The news was most welcome after 16 years of work by local, state and federal officials to quash the plan for a 56-million-ton sand and gravel mine in Soledad Canyon. Progress over the years had been hard to come by.
Officials cheered the BLM’s sudden about-face on the issue, saying it could finally put an end to a proposal that the city of Santa Clarita had long maintained would overload Highway 14 with truck traffic, choke Santa Clarita Valley air with particulates, and generally degrade the quality of life in the valley.
“What a day,” Congressman Steve Knight, R-Palmdale, said succinctly when the news broke. “What a great, great day.”
But while the BLM’s decision may have dealt a significant blow to the proposed Soledad Canyon mine, the issue remains on the front burner as 2016 dawns. Cemex appealed the BLM decision in September, and the mine is in the hands of an appeals board.
It’s not clear exactly when that appeals process will wrap up, but Knight — whose congressional district covers the entire Santa Clarita Valley — said in an interview Wednesday that he thinks more definitive news on the fate of the Cemex mine will come early next year.
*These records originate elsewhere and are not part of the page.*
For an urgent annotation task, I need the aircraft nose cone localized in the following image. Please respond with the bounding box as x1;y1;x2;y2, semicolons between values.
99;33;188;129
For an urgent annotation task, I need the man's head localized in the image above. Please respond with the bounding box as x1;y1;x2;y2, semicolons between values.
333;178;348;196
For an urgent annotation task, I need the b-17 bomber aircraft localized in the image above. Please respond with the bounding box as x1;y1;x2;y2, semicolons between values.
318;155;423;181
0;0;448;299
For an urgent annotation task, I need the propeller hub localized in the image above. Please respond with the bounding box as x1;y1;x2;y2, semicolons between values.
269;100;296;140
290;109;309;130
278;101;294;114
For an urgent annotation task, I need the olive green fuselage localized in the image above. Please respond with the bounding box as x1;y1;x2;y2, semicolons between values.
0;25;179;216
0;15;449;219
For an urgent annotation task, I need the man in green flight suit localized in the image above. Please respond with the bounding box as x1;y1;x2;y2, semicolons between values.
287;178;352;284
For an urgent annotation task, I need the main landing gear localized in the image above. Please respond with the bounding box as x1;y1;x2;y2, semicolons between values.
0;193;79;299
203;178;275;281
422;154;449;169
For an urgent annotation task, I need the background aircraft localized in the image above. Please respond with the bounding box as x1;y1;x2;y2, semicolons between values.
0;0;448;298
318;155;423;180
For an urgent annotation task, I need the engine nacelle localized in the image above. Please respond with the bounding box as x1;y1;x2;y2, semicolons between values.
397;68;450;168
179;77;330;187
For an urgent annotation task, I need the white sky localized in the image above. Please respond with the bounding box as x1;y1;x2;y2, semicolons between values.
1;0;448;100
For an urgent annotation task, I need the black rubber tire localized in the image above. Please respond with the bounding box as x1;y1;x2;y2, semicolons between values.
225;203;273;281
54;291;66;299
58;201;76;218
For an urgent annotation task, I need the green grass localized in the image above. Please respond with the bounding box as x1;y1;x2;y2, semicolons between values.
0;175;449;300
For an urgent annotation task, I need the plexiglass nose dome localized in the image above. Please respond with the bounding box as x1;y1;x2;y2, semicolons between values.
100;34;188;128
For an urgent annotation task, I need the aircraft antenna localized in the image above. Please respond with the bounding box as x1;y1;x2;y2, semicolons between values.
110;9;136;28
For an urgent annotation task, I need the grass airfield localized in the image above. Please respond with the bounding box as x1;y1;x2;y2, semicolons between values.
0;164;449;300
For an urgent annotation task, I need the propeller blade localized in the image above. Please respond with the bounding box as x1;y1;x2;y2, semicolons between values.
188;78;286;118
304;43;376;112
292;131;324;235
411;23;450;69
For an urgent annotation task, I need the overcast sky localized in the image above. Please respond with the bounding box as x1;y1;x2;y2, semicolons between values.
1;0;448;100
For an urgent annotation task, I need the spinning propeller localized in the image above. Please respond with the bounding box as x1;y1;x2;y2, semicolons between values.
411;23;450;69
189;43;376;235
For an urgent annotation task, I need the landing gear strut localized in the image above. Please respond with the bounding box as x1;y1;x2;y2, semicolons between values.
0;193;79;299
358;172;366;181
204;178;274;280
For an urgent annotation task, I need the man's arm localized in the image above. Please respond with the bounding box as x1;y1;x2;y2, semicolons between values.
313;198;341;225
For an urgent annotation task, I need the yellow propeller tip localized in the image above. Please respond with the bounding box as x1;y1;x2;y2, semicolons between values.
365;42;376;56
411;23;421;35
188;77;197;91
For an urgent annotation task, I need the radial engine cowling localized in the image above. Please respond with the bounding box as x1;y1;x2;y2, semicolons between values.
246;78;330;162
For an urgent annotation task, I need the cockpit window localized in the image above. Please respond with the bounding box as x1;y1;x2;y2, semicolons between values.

“I think we are way closer on Cemex than people think,” he said.
In the years since then, the BLM said, Cemex didn’t make enough progress to fulfill the terms of the contracts. So the bureau rescinded both of them.
Cemex appealed in September. Company spokeswoman Sara Bouffard pledged the firm would “vigorously pursue all of its rights with respect to the project, including a reversal of this improper decision.”
The matter now rests in the hands of the Interior Board of Land Appeals, which issue final decisions for the Department of the Interior. The department includes the Bureau of Land Management.
Officials from both Cemex and the BLM said earlier this month they didn’t have any updates to share on the process.
The city is likewise awaiting additional word.
“We’re not a direct party to the appeal, so we’re like everyone else — we’re waiting to see what the Interior Board of Land Appeals does,” Murphy said. “We’ve tried to obtain information and we’ve gotten a little bit here and there.”
“My understanding is that the Interior Board of Land Appeals process is the final administrative appeal action and so, in the event that the Interior Board of Land Appeals sustains the department’s decision, Cemex will then need to make a determination how they want to move forward,” Murphy said. “Do they want to accept the final administrative decision or do they want to engage in litigation with the BLM?”
Should Cemex win its appeal, the fight against the mine would seem set to begin in earnest once more.
Knight has pledged to do whatever he can to keep the mine from being developed.
The first-term congressman said he does have Cemex legislation “ready if need be.”
“We are way closer than we’ve ever been on this issue,” Knight said. “We continue to be optimistic that we’re going to get through this.”
The goal, Knight said, remains the same as The Signal’s banner headline on Aug. 29: “Mega-mine killed.”
“We are working to kill it,” Knight said of the mine. “Absolutely. That is our goal is to kill it.”